Currently, recreational drone pilots can fly their unmanned aerial devices without a license. If the Commercial Drone Alliance gets their way, this will no longer be allowed. The non-profit organization wants recreational drone pilots to go through same licensing processing as commercial drone operators.
In a press release on Wednesday, the alliance announced that they had asked lawmakers to revoke provision 336 and make commercial and hobby drone pilots subject to the rules and regulations of the Federal Aviation Administration (FAA). According to the Commercial Drone Alliance, all drones should “abide by some common sense, low-cost ‘rules of the road’ around remote identification and more.” The current situation has led some drone operators “the mistaken impression they are flying legally.”
The appeal from the Commercial Drone Alliance comes at a time when the FAA is drafting regulations that would make it a requirement for all small drones to broadcast their identity to enhance security and safety. These new regulations are the result of the increase in the number of drone incidents in the US, but also around the world as well as an increase in fear of drones being used for terror attacks.
The group remarked that exempting model aircraft from regulation is “nonsensical,” due to the staggering number of hobby aircraft. As of Dec. 31, 2017, more than 873,000 hobbyist owners had registered with the FAA, which, according to estimates, amounts to more than 1.1 million drones. Over the next five years, the FAA predicts this number will more than double to 2.4 million units. According to FAA reports, drone-sighting have increased from about 1,200 in 2015 to 1,800 in 2016 and 2,200 in 2017.
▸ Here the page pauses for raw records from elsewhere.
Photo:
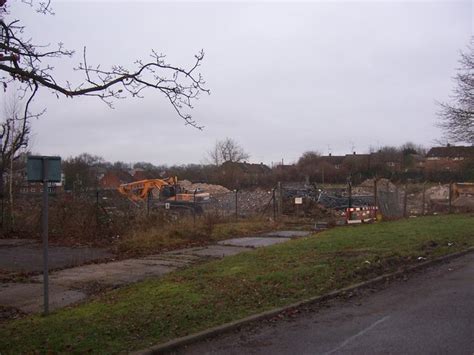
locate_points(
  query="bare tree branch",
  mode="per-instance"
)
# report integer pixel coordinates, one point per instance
(23, 61)
(457, 118)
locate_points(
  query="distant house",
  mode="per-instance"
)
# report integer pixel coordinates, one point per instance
(449, 158)
(332, 161)
(141, 174)
(114, 178)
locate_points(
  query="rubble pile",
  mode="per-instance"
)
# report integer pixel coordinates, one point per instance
(248, 202)
(203, 187)
(340, 202)
(438, 193)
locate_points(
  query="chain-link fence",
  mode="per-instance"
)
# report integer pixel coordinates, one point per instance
(106, 213)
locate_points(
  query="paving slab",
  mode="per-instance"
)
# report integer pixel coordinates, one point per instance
(219, 251)
(287, 234)
(23, 256)
(29, 297)
(253, 242)
(113, 274)
(11, 242)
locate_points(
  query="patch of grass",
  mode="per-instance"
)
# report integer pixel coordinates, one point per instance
(209, 294)
(152, 237)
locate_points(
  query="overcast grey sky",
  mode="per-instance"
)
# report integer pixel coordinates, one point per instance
(285, 77)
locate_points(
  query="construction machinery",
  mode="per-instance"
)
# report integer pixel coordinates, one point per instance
(164, 192)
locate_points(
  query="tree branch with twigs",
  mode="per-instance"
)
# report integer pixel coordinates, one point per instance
(457, 118)
(30, 64)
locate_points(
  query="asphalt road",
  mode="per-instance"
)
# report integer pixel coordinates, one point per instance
(432, 312)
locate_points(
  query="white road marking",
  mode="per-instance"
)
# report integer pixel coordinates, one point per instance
(362, 332)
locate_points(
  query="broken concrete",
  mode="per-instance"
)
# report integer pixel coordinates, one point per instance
(287, 234)
(29, 297)
(26, 255)
(69, 286)
(254, 242)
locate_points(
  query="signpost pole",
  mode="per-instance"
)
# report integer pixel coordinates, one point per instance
(45, 237)
(44, 169)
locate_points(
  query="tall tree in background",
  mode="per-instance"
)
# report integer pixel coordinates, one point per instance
(457, 118)
(14, 138)
(32, 66)
(227, 150)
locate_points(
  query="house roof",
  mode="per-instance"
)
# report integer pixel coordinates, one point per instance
(249, 168)
(333, 159)
(451, 152)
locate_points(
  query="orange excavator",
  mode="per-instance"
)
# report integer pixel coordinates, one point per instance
(140, 190)
(165, 190)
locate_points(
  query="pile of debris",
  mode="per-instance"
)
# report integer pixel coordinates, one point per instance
(342, 202)
(248, 202)
(203, 187)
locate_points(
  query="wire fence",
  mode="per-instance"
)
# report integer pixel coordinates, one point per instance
(108, 213)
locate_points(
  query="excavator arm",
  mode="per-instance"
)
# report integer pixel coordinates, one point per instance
(139, 190)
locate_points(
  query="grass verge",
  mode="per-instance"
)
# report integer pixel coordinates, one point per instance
(217, 292)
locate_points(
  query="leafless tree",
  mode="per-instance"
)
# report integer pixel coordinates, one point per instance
(14, 137)
(31, 64)
(227, 150)
(457, 118)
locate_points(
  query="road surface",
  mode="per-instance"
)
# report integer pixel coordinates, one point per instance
(430, 313)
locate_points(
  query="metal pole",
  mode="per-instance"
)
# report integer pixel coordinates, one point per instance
(45, 237)
(405, 197)
(236, 206)
(194, 208)
(375, 192)
(424, 199)
(148, 203)
(280, 199)
(274, 206)
(349, 183)
(450, 196)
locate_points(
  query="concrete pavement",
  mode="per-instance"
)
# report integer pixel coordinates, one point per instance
(74, 284)
(430, 313)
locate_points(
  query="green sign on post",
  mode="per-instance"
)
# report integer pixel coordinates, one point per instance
(35, 166)
(44, 169)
There are also groups fighting to keep section 336. One such group is the Academy of Model Aeronautics (AMA). According to a blog post, AMA is pushing for preservation of Section 336, and have “worked diligently with Congress to ensure [its] hobby is protected” in FAA reauthorization.
With many groups pushing on both sides, we will have to wait and see what the FAA decides to do. To all the hobbyist- Would you get your license to fly your drone recreationally?